Nuno Grande até concebe que Campanhã se torne uma zona low-cost, se esta estiver associada aos fenómenos crescentes do co-working ou co-housing (a partilha de espaços para trabalhar e viver), mas recusa uma perspectiva de "território-dormitório" ou de um espaço "monofuncional". "Sou pela equidade urbana. Não gostaria de transformar Campanhã no dormitório low-cost do Porto. O desenvolvimento da freguesia deve partir dos princípios da equidade funcional, com empregos, indústrias criativas e habitação", defende. Por enquanto, Campanhã vai continuar à espera.

Investimento anunciado de 100 milhões por concretizar

A promessa surgiu em 2008, pela voz do então vereador do Urbanismo da Câmara do Porto, Lino Ferreira: "Campanhã vai mudar e estamos a vê-la renascer".

Era Julho e o responsável autárquico falava na apresentação do empreendimento Ancoradouro, na zona do Freixo - um dos três que a construtora Mota-Engil prometia para a zona. O investimento, anunciava-se, era de 100 milhões de euros, em quatro anos, e dividia-se pelo Ancoradouro, pelo condomíno fechado da Quinta da China, nas encostas da marginal, e pela reconversão do edifício da antiga Moagem União em apartamentos estilo loft, na mesma zona. Passado o prazo anunciado, apenas o Ancoradouro está no terreno.

Contactada pelo PÚBLICO, fonte oficial da Mota-Engil garante que a empresa "permanece interessada em materializar o plano de investimentos referido", mas escusa-se a avançar prazos para o arranque dos dois projectos que ainda não saíram do papel. "Tendo presente a conjuntura do mercado (...) [esta]sempre ditará o momento de concretização dos projectos".

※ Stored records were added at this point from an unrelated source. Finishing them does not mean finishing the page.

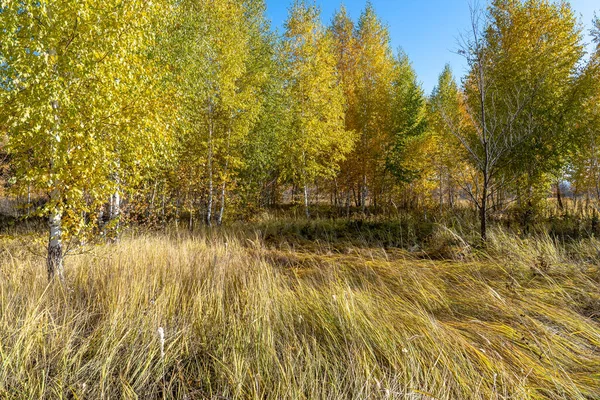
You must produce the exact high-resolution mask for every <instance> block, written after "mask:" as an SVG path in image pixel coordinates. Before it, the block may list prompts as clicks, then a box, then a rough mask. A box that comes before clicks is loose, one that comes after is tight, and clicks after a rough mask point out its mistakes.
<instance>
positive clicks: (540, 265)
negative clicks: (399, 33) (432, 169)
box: [0, 232, 600, 399]
mask: <svg viewBox="0 0 600 400" xmlns="http://www.w3.org/2000/svg"><path fill="white" fill-rule="evenodd" d="M578 246H579V248H573V247H568V246H566V245H562V244H560V243H556V242H554V241H552V240H551V239H550V238H543V237H542V238H538V239H531V240H529V241H527V240H522V239H518V238H516V237H514V236H511V235H508V234H505V233H502V232H496V233H495V234H493V235H492V239H491V244H490V247H489V249H488V250H487V251H485V252H483V251H475V250H473V251H471V252H469V253H468V254H466V255H465V256H461V257H462V260H458V259H457V260H455V261H434V260H427V259H417V258H416V257H414V256H413V255H411V254H409V253H408V252H405V251H402V250H397V249H396V250H389V249H388V250H386V249H383V248H376V247H371V248H369V247H358V246H355V247H346V248H344V250H343V251H335V249H333V250H332V249H329V248H327V247H323V249H322V251H309V250H308V249H303V248H295V249H292V248H291V247H290V248H287V249H286V248H284V247H276V248H267V247H266V246H265V245H263V244H262V243H261V240H260V239H258V236H253V235H240V234H238V235H234V234H230V233H226V232H222V233H218V232H215V233H212V234H206V233H205V234H198V235H196V236H190V235H178V234H135V235H134V234H129V235H127V236H126V237H125V238H124V239H123V240H122V241H121V242H120V243H118V244H115V245H106V246H100V247H94V248H90V249H89V250H88V252H86V253H85V254H83V255H79V256H74V257H71V258H69V259H68V260H67V276H68V278H67V282H66V285H64V286H60V285H50V286H49V285H48V284H47V282H46V276H45V272H44V265H43V259H41V258H39V257H38V256H36V255H34V253H31V252H30V251H28V250H27V246H23V245H22V241H21V240H19V239H18V238H13V239H11V238H5V239H0V398H6V399H25V398H35V399H37V398H47V399H60V398H67V399H116V398H140V399H162V398H178V399H288V398H289V399H342V398H343V399H347V398H360V399H367V398H368V399H370V398H383V399H385V398H390V399H391V398H406V399H528V398H531V399H539V398H554V399H595V398H600V323H599V319H600V318H599V317H600V316H599V315H598V311H599V310H600V307H599V305H600V293H599V285H600V272H599V270H598V267H597V265H598V263H597V261H598V258H599V253H598V250H597V249H600V246H599V243H598V242H597V241H594V240H592V239H590V240H587V241H586V242H580V243H579V244H578ZM159 330H162V332H163V335H162V340H161V334H160V333H159Z"/></svg>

Abandona-se a marginal de Campanhã, voltada para o Douro, e atravessa-se toda a freguesia até ao seu outro extremo, junto à Circunvalação. É aí que, há anos, a gigantesca Companhia Portuguesa de Cobre vai sendo coberta pelos graffiti e o mato, à espera de comprador. Em 2001, a Câmara do Porto recebia um pedido de licenciamento da Sonae (que detém o PÚBLICO), para ali instalar um Continente. Mas, em 2010, o espaço devoluto com 56,2 mil metros quadrados era posto à venda pela SC Assets, empresa do grupo Sonae Capital. O preço de 12 milhões de euros ainda não foi actualizado e o espaço continua à venda, no site da empresa.

Já este ano, um outro projecto, na zona do Pego Negro, caiu por terra, quando a AREIASUCHA - União de Cooperativas de Habitação devolveu à câmara, por falta de meios financeiros, quatro lotes de terreno que deveriam receber habitação.